Maryland has a problem:
One of Maryland's budget-balancing tactics - asking millionaires to pay more money to the state - appears to be backfiring as the number of the highest-earning taxpayers dwindles with the flagging economy.
A year ago, Maryland became one of the first states in the nation to create a higher tax bracket for millionaires as part of a broader package of maneuvers intended to help balance the state's finances and make the tax code more progressive.
But as the state comptroller's office sifts through this year's returns, it is finding that the number of Marylanders with more than $1 million in taxable income who filed by the end of April has fallen by one-third, to about 2,000. Taxes collected from those returns as of last month have declined by roughly $100 million.
Many taxpayers in that bracket likely filed an extension and won't complete their returns until October, but a trend is emerging that indicates a "substantial decline" in the number of residents and small businesses with that kind of income, Comptroller Peter Franchot wrote in a letter to Gov. Martin O'Malley and legislative leaders.
Is it a coincidence, that people move from Maryland - a state which, even before the millionaire tax was levied, was a high taxed state. Take a look at the highest of the high from taxfoundation.org. The states with the highest tax per capita: California, Maryland, Massachusetts, Connecticut, New York and New Jersey.
If California is the first failed liberal state, and you figure that it's the tax and spending excess that have taken it, with its darling programs, to its fate, then which State if any, will be next to fail under the weight of its own taxing and spending.
My bet's on Massachusetts. All the listed states suffer from Union driven payrolls, underfunded pensions, and high per capital debt loads.
However, Massachusetts with the highest of all states in per capita debt also has encumbered itself with State subsidized Universal healthcare. Massachusetts is a small state with nasty weather when the aging population might prefer the warm climate and cool taxes of say Florida, or North Carolina, or South Carolina, or frankly any other state that's cheaper to live in which is nearly any other state.
The wealthy folks of Massachusetts are probably pretty mobile, just like, say the people of Maryland were who decided it was a little pricey to live in that state and the border wasn't so far away. Plenty of Massachusetts retirees already have the seasonal southern home in which they spend just enough time to avoid the Massachusetts income tax on their pensions and investment income. A potential higher tax rate is more motivation for those who haven't yet figured out the non-resident "loophole".
The upcoming months will tell the story, as the Government tries to balance a budget on revenues that are 10% less than last year, and programs that evoke prayer. It's possible, but hard to imagine that Massachusetts will take the right step and cut costs, when history and Union and advocate pressures says tax increases are the solution.
The storm clouds are there. Like California, the Governor and Legislature are dithering over a budget, anxiously awaiting tax receipts from a single month or two.
They're quite about dozens of pension plans that have fallen off the rails, but easily ignoring the problem because it's a "long term problem." It's a long term problem, but the implicit in the State's funding plans was a 8.5% expected annual growth rate that ought to be pared back. Future growth assumption added to the steep market hit, will have the effect of dramatically affecting the future funding needs.

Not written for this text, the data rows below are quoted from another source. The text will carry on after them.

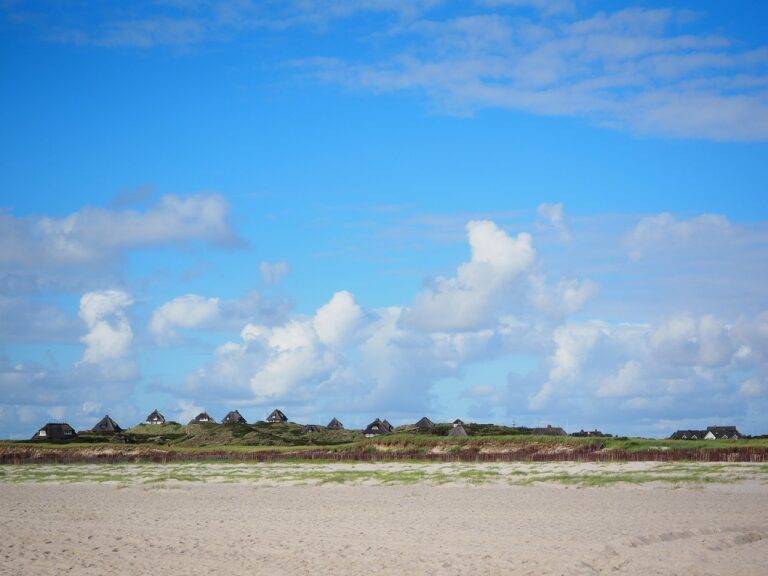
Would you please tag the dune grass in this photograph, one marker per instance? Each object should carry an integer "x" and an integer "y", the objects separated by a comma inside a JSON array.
[{"x": 516, "y": 474}]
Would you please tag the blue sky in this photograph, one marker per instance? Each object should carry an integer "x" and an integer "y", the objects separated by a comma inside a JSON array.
[{"x": 512, "y": 210}]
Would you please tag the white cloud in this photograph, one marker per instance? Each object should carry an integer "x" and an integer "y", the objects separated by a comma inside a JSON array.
[
  {"x": 109, "y": 334},
  {"x": 90, "y": 407},
  {"x": 634, "y": 69},
  {"x": 189, "y": 311},
  {"x": 195, "y": 312},
  {"x": 97, "y": 235},
  {"x": 470, "y": 300},
  {"x": 547, "y": 7},
  {"x": 665, "y": 231},
  {"x": 337, "y": 321},
  {"x": 186, "y": 410},
  {"x": 274, "y": 272},
  {"x": 346, "y": 356},
  {"x": 566, "y": 297},
  {"x": 754, "y": 388}
]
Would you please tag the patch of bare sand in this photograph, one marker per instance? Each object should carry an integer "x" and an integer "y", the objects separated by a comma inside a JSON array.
[{"x": 88, "y": 529}]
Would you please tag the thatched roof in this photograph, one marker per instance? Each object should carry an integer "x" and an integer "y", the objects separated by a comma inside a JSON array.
[
  {"x": 277, "y": 416},
  {"x": 233, "y": 417},
  {"x": 424, "y": 424},
  {"x": 55, "y": 431},
  {"x": 549, "y": 431},
  {"x": 202, "y": 417},
  {"x": 688, "y": 435},
  {"x": 457, "y": 430},
  {"x": 377, "y": 427},
  {"x": 106, "y": 424},
  {"x": 155, "y": 418},
  {"x": 587, "y": 433},
  {"x": 724, "y": 432},
  {"x": 335, "y": 424}
]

Look at the six-figure incomes of members of the State Troopers, a symptom of the Union strength, and at the Quinn bill, a guarantee of pay increases if the Officer gets a degree, even at one of the diploma mills that have sprung up as a cottage industry.

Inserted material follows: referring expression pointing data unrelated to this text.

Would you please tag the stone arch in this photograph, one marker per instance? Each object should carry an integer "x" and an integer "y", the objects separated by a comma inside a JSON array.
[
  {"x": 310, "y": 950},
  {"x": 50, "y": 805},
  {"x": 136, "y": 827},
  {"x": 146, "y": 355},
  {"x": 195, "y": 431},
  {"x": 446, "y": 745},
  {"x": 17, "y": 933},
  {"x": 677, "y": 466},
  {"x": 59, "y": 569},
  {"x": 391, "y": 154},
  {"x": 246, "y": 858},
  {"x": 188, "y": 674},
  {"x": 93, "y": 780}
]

Consider the Teachers Union and the contractual guaranteed salary step increases, awarded even in times of budget cut backs.
And probably not last, and certainly not least, the Universal insurance and its billion dollar per year price tag-awarded in high times and available now to all.

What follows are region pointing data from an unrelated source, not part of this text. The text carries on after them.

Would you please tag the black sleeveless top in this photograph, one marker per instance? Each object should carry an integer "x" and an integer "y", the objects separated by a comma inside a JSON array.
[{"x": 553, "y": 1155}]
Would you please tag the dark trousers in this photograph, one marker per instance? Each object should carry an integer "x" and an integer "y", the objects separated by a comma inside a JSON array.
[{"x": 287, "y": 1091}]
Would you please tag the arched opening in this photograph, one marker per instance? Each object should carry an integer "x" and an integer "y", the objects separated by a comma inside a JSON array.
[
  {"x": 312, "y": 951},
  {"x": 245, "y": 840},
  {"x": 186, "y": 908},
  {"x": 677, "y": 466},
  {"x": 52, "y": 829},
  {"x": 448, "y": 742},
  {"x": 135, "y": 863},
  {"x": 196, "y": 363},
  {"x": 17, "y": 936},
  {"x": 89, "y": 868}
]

Hard to know which foundation crack will fail first and when, but absent a leadership that actually cuts labor costs and thereby slowing the growth of government and taxes (BTW, the State employees' wage has inflated faster than the private employees' wage), there's a big reason not to stick around for a declining job market and rising taxes.
Already, over the prior 10 years, the labor market is complete flat. No growth in numbers whatsoever. A portion of the population is compelled to stay, forced to stay in the state because the health insurance is free and welfare abundant. Not exactly the population based to built a thriving economy.
Or, consider the retirees, by and large a wealthy group. Lamenting the weather, the high real estate prices and real estate tax and drawn by the Southern states, warmer and cheaper, the stage is set for them to move.
All in all, it's progressive emmigration.